Una gota cae en un lavamanos y su ruido marcará ahora los segundos. Sobreimpresión sobre una de las fotos de la pared. En una panorámica de la fotografía, que se detiene en el borde izquierdo vemos a un hombre joven: En un bar de La Habana, el hombre posa junto a su personal en un almacén. De allí, pasamos al habano que actualmente aprisionan los dedos del hombre que dormita en el sofá (con esos únicos dos planos, ya nos contaron su pasado), un auto con placa cubana está frente a la casa. Allí, un encuadre nos muestra a dos niños en la parte delantera del auto; otro, a dos niñas en la parte posterior; un nuevo encuadre integrador enfoca a los cuatro niños que juegan.

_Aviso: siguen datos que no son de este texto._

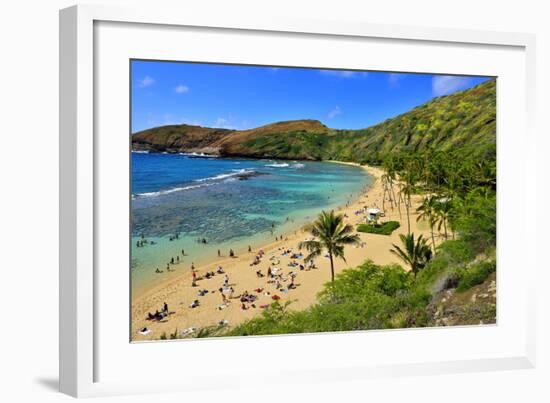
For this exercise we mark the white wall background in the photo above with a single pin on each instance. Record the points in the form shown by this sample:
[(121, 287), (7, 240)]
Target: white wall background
[(29, 201)]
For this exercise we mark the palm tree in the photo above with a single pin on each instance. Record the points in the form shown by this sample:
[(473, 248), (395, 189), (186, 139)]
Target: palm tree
[(416, 254), (407, 188), (331, 234), (442, 211), (427, 211)]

Dos mujeres lustran zapatos, un tilt down nos muestra una colección de los zapatos de la familia (y el trabajo realizado o por realizar de estas dos mujeres). Los hombres siegan el campo, un pájaro arroja un fruto al suelo, donde aparece una culebra (nuevamente sentimos cierta inquietud).
El perro dormido, el espantapájaros, el bebé, un gato que ingresa al cuarto, que se asoma a la cuna, el niño que llora, la mujer que cuelga la ropa atiende al grito que rompe el silencio de la tarde, los niños corren hacia la casa, el sofá queda vacío, la cocina ha sido abandonada... Tilt down y paneo sobre los rostros de los personajes asomados a una puerta: el viejo, la mujer que tendía la ropa, los niños; la cocinera, junto a las dos mujeres que lustraban zapatos tratan de calmar al bebé, la cocinera anuda el ombligo, el niño llora, la mujer en la cama es acompañada por el marido (el del habano), quien aprieta su mano tratando de calmar su angustia, la cocinera les alcanza el niño, los personajes de la puerta sonríen...
Un canción de campo rompe con la secuencia de imágenes que nos ha generado cierta angustia, mientras vemos la silueta de la mujer que tiende una sábana, en un plano hermosísimo, que nos instala de nuevo en una zona de tranquilidad.
En picado el lavamanos, donde alguien sumerge la ropa del bebé manchada de sangre para lavarla, la máquina de coser termina de bordar el nombre del niño en el babero, el niño borra el reloj imaginario de su brazo (¿será en otra oportunidad?), los segadores siguen con la tarea que no han interrumpido, la niña se hamaca, el perro duerme, el soldado sigue trenzando la cuerda, el niño del desván cierra la puerta, disolvencia al péndulo del reloj, disolvencia a la foto del diario que está sobre la mesa de la cocina. Una mancha (¿de agua? ¿de sangre?) avanza sobre la foto de los tres soldados, vemos la fecha del diario: 28 de junio de 1940 (dos días antes de que naciera Víctor Erice). Disuelve a negro.
Serie de planos conjugados con maestría, cuánta información obtenemos, cuánta angustia nos invade mientras vemos en un ritmo apacible la secuencia de imágenes premonitorias. Ver este corto es querer apresarlo en la memoria (creo que se nota, la descripción casi textual, las imágenes describiéndolo, el link al propio video). Sólo que desmenuzándolo se nota el artilugio con el que Erice logra embaucarnos y angustiarnos con una historia de final feliz. ¿Feliz? Los rastros de la guerra son los verdaderos elementos desequilibradores.
Queda pensar si estamos ante una historia autobiográfica, si es un discurso sobre la guerra como futuro del niño, como amputación de la vida, si es una historia breve con final feliz y algunas trampas para angustiarnos...
De lo que no me cabe duda es que estamos ante un verdadero maestro, un señor que sabe contar una historia, involucrar al espectador, armar personajes sin que digan una palabra, utilizar la imagen (¿qué otra cosa debe ser un director?) para narrarnos una historia y para dejarnos pensando en algo tan profundo como la vida y la muerte.







Dedicado a mi profesor, Alfredo Roffé.